מושגי ליבה
Continual pre-training of the Llama 2 7B model on the MaLA corpus, a comprehensive multilingual dataset, results in the EMMA-500 model that demonstrates robust performance across a wide range of multilingual benchmarks.
תקציר
The authors introduce EMMA-500, a large-scale multilingual language model designed for enhanced multilingual performance, with a focus on improving language coverage for low-resource languages. They compile the MaLA corpus, a comprehensive multilingual dataset, and enrich it with curated datasets across diverse domains to facilitate continual pre-training.
The key highlights of the work are:
- The MaLA corpus contains 939 languages, 546 of which have more than 100k tokens and are used for training the EMMA-500 model. The corpus is further augmented with instruction data, code, and high-quality curated data to create a diverse data mix.

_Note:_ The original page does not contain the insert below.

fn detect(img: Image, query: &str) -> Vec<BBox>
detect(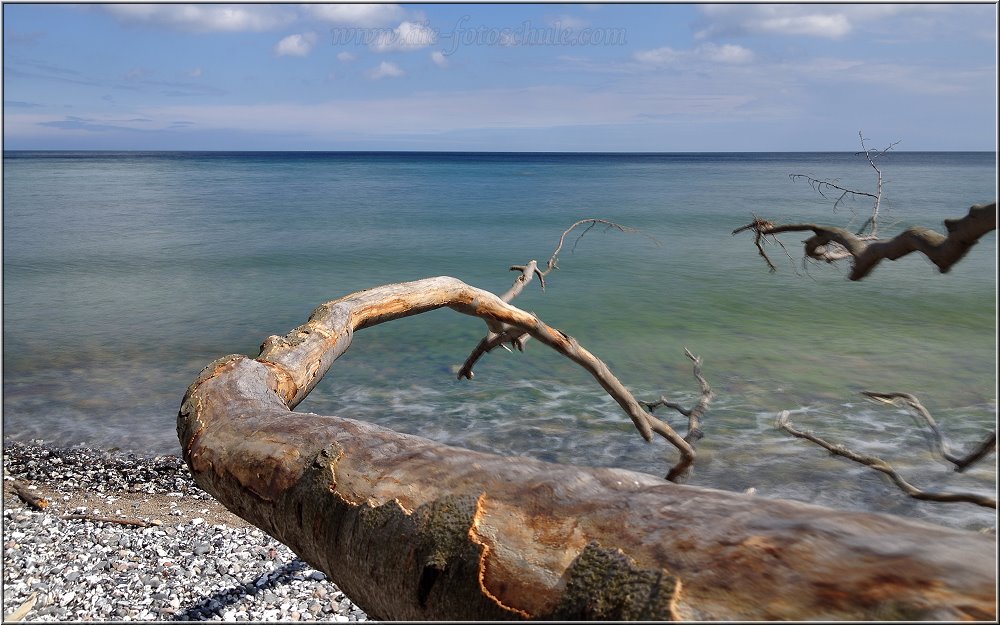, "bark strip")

- The authors perform continual pre-training of the Llama 2 7B model on the MaLA corpus, resulting in the EMMA-500 model.
- EMMA-500 demonstrates robust performance across a wide collection of benchmarks, including multilingual tasks and PolyWrite, a novel open-ended generation benchmark developed as part of this work.
- The model outperforms Llama 2-based models and other multilingual baselines in tasks such as commonsense reasoning, machine translation, and open-ended generation.
- While math and machine reading comprehension tasks remain challenging, EMMA-500 significantly enhances the performance of the Llama 2 base model.
- The authors show that massively multilingual continued pre-training does not necessarily lead to regressions in other areas, such as code generation, if the data mix is carefully curated.
סטטיסטיקה
The MaLA corpus contains 939 languages, 546 of which have more than 100k tokens and are used for training the EMMA-500 model.
The final data mix for continual training has around 136B tokens.
ציטוטים
"We compile the MaLA corpus, a comprehensive multilingual dataset and enrich it with curated datasets across diverse domains."
"Our model remarkably improves the performance of commonsense reasoning, machine translation, and open-ended generation over Llama 2-based models and multilingual baselines, and outperforms the latest advanced models in many cases."
"We demonstrate that massively multilingual continued pre-training does not necessarily lead to regressions in other areas, such as code generation, if the data mix is carefully curated."